Tzvetan Todorov, insan bilimleri ve edebiyat eleştirisinde birçok farklı eğilimin toplanma noktalarından birini temsil eder. Şklovski ve Tinyanov gibi Rus Biçimcilerinin, Roman Jakobson ve Prag Dilbilim Çevresinin, Roland Barthes ve Gerard Genette gibi yapısalcı ve post-yapısalcı eleştirmenlerin yöntemleri, Todorov´un çalışmalarında bir senteze ulaşmaktadır.
Poetika, tek tek yapıtlarla ilgilenmekten çok, bu yapıtları yazınsal kılan koşulları ve öğeleri araştırır. Todorov´un ve yapısalcı edebiyat araştırmalarının hedefi, atomistik diye nitelebilecek bir okuma tarzını eleştirmek ve aşmaktır.

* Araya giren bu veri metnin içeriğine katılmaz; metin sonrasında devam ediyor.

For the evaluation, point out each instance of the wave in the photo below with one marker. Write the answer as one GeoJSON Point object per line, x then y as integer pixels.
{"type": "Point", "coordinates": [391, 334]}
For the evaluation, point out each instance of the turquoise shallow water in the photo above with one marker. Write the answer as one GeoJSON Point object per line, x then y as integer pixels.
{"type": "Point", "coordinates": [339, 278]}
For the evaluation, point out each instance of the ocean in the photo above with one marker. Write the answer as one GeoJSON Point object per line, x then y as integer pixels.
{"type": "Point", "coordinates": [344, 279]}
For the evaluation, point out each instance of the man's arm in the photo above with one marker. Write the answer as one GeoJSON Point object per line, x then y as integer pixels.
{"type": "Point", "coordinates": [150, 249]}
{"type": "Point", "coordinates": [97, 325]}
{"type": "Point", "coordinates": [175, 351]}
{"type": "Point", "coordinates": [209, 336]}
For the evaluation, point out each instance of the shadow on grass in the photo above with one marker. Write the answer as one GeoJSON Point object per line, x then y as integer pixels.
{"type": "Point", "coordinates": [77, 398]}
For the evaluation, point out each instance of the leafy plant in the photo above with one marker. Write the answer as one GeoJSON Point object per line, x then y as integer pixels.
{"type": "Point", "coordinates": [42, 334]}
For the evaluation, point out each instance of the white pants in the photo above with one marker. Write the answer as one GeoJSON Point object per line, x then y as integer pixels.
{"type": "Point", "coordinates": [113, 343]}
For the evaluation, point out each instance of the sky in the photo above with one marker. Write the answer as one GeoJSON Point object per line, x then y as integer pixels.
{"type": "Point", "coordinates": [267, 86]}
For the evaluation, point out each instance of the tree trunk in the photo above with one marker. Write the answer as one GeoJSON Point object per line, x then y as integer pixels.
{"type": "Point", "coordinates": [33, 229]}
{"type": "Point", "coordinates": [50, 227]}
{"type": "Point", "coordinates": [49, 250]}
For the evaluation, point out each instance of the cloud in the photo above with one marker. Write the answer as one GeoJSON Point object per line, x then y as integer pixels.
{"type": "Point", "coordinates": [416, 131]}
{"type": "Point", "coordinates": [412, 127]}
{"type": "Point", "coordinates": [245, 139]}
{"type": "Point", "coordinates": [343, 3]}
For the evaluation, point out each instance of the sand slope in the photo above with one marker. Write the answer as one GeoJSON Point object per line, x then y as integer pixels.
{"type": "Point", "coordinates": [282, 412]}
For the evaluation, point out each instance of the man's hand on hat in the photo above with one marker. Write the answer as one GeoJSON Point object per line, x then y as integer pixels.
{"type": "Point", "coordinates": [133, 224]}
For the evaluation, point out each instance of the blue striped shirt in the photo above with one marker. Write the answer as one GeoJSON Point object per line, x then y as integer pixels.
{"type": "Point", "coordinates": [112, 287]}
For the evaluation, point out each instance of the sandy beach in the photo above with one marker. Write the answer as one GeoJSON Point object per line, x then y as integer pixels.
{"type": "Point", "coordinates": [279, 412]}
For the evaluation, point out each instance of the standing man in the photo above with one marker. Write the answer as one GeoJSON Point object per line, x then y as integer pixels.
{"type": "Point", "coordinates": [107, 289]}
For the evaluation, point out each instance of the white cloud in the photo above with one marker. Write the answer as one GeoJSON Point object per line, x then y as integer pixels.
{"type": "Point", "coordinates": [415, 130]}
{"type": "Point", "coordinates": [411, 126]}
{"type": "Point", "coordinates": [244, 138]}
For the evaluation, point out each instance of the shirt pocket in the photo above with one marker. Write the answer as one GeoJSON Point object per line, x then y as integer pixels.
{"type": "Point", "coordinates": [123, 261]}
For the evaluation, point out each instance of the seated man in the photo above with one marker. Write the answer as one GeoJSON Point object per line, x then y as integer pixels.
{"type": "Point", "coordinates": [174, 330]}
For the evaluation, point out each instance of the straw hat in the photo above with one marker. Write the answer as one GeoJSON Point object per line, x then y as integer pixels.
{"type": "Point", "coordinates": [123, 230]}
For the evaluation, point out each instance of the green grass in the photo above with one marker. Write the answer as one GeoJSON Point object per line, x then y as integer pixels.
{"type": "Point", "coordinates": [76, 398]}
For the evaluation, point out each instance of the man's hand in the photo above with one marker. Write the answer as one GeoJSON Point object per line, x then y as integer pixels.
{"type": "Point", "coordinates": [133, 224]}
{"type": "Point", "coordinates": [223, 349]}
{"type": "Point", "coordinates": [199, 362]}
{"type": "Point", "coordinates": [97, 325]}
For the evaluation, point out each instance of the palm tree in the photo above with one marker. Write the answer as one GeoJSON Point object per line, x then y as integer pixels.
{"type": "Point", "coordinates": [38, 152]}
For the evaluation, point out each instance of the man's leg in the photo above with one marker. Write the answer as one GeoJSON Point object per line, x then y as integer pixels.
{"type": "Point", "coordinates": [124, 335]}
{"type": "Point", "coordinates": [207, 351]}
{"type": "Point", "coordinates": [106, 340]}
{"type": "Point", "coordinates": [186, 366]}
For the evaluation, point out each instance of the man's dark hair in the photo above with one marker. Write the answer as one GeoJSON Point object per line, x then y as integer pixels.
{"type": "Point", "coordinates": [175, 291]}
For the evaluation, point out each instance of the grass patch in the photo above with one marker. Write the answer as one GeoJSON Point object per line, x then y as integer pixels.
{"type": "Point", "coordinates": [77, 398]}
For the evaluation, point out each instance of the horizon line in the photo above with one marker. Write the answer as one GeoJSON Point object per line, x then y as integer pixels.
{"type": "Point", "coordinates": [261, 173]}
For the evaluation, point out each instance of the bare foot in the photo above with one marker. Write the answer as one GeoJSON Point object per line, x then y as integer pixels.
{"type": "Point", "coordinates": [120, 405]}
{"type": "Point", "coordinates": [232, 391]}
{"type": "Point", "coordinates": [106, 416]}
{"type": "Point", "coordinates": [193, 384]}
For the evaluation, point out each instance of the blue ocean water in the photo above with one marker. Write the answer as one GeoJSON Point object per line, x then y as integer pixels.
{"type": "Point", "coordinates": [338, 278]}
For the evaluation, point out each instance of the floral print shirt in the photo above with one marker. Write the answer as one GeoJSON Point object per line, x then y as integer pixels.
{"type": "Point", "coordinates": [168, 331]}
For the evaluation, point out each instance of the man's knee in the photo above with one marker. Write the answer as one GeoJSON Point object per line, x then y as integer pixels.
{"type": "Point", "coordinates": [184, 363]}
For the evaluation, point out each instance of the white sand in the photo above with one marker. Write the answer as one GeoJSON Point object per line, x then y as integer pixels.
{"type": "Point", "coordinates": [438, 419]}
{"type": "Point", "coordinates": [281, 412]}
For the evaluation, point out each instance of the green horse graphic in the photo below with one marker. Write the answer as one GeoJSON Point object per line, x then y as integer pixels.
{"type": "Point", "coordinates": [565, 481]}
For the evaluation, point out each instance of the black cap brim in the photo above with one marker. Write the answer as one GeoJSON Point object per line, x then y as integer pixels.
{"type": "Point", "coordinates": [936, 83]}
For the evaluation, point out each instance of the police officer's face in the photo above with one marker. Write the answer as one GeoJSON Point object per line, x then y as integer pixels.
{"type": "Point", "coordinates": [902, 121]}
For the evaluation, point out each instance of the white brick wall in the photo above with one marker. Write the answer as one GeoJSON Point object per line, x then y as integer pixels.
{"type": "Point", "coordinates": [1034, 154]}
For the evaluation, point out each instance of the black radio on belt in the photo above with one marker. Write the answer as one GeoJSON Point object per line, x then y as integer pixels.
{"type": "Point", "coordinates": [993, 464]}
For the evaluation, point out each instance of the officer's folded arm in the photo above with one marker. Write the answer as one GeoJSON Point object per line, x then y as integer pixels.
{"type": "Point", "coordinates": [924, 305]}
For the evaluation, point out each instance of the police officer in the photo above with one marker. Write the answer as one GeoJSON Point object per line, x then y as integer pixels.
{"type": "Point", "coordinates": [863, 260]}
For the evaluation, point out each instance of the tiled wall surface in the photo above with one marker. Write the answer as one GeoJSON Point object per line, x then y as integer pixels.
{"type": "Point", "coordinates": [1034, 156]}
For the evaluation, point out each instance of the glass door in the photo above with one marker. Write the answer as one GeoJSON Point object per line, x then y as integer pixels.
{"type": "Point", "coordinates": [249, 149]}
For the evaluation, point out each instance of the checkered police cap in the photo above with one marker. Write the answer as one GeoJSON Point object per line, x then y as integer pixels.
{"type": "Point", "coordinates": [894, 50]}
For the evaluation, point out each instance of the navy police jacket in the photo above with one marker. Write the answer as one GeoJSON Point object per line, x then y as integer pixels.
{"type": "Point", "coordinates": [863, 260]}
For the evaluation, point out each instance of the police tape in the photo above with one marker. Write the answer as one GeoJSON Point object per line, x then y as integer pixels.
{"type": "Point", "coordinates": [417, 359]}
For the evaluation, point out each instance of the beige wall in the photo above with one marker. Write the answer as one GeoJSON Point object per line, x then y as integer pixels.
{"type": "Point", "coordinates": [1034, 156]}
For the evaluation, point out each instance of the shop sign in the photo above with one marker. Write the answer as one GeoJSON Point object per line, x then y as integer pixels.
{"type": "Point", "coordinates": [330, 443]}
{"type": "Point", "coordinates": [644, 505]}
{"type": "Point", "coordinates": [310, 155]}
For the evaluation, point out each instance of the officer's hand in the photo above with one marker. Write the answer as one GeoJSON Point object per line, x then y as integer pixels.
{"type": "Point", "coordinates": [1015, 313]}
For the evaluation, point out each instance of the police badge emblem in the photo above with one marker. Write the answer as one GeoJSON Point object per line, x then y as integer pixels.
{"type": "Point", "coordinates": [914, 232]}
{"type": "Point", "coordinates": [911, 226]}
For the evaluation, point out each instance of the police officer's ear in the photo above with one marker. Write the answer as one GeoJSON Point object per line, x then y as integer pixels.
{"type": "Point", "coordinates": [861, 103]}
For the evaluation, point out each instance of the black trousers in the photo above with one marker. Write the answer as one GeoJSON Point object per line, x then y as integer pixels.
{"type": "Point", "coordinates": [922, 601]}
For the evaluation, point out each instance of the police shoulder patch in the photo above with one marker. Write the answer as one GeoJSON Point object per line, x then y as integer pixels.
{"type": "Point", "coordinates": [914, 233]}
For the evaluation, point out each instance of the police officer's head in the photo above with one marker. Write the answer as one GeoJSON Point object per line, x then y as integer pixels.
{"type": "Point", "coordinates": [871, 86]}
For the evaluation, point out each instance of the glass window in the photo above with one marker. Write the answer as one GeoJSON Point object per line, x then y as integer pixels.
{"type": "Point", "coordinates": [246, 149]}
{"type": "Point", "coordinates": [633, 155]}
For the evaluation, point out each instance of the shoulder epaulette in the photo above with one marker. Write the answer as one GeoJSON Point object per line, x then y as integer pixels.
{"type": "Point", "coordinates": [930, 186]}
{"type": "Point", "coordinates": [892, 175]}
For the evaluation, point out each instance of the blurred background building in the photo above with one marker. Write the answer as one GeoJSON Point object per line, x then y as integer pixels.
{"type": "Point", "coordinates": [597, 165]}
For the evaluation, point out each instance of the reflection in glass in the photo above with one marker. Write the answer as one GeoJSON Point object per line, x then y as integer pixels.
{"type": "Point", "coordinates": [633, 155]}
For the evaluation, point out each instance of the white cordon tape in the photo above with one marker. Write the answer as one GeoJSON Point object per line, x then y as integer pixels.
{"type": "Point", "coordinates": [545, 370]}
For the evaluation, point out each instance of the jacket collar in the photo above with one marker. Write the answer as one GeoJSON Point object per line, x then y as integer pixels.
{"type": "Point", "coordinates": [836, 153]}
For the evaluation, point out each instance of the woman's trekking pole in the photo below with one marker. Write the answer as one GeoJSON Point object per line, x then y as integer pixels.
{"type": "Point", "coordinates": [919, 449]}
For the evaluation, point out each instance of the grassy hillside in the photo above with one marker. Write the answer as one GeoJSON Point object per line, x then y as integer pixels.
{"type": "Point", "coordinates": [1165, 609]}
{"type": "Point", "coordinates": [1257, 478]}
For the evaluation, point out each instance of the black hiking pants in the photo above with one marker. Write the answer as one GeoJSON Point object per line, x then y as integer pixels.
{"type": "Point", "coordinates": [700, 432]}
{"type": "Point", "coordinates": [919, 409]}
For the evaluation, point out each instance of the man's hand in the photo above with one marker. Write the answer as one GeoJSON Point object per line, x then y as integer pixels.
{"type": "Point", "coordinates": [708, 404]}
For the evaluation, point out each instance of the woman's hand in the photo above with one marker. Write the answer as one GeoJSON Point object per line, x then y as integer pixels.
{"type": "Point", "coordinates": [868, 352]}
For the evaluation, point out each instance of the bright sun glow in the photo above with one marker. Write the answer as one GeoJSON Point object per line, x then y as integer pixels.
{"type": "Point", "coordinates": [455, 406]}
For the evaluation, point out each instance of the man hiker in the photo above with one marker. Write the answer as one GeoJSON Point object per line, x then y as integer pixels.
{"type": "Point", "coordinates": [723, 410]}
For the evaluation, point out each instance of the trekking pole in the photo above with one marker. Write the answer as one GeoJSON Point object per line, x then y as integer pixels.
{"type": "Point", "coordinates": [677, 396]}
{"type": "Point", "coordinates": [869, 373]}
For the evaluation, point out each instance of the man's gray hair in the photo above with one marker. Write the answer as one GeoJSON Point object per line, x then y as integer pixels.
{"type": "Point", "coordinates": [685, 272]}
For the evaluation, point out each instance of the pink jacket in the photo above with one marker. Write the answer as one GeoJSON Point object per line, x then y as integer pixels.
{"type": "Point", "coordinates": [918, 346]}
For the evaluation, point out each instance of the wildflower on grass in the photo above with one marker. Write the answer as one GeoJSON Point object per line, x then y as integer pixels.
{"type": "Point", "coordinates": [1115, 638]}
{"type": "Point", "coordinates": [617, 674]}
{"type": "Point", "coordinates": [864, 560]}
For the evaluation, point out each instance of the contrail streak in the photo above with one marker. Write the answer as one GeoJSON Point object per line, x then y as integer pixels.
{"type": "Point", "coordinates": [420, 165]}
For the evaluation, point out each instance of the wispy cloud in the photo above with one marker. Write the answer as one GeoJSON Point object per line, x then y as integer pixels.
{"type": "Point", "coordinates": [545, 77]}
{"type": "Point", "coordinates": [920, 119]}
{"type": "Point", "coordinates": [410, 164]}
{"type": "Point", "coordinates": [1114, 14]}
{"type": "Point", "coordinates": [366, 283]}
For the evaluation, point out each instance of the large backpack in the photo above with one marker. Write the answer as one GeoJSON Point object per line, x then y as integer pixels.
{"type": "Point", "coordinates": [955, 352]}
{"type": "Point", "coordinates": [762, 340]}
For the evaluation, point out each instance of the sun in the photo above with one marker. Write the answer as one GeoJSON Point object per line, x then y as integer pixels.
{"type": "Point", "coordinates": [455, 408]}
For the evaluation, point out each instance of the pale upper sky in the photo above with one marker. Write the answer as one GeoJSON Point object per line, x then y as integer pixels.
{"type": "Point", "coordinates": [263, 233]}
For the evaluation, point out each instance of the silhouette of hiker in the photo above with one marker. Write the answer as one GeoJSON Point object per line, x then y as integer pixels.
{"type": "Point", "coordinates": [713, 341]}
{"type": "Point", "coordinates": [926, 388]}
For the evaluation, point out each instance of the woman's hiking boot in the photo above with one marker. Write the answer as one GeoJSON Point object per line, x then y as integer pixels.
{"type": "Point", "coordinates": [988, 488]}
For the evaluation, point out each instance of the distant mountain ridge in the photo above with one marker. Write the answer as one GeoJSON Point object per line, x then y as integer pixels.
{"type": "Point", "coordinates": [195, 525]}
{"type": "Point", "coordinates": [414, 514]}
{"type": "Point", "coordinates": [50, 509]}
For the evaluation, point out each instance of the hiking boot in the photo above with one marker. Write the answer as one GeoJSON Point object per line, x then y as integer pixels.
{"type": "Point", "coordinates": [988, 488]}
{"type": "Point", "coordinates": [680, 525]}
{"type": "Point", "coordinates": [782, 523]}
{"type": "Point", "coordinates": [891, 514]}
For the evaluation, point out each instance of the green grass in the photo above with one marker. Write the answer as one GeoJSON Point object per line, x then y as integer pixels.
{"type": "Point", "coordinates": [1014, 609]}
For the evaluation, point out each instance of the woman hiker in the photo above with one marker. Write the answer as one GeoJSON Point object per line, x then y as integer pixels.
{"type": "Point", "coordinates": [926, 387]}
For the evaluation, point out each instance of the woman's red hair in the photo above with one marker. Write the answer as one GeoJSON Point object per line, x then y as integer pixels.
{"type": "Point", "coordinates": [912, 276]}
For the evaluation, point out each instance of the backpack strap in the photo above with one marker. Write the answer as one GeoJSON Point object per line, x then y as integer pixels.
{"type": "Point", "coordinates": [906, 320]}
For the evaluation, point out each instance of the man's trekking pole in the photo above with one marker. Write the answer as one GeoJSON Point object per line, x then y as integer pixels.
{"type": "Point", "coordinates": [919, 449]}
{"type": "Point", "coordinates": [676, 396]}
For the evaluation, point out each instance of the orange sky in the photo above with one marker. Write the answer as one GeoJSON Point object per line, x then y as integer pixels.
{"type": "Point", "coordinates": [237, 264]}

Her metin, sözlü ya da yazılı ve silik ya da belirgin başka metinlerle birlikte çok-boyutlu bir anlam ağının içinde yer alır ve çeşitli eksenler üzerinde başka metinlerden ayrışır. Poetikanın asıl konusunu oluşturan yazınsallığın elde edilmesi de okurun bu matrisi şu ya da bu şekilde zihninde canlandırabilmesine, başka bir deyişle bu farklılaşmaları kendi okuması içinde işletebilmesine bağlıdır: Todorov´un Poetikaya Giriş´i, her iyi okurun kısmen bilinçli kısmen de bilinçsiz olarak gerçekleştirdiği bu işlemlerin bir ilk dökümünü sunmaktadır.
Metis Eleştiri dizisinin üçüncü kitabı olan Poetikaya Girişin, Sunuş yazısı Orhan Koçak´a ait.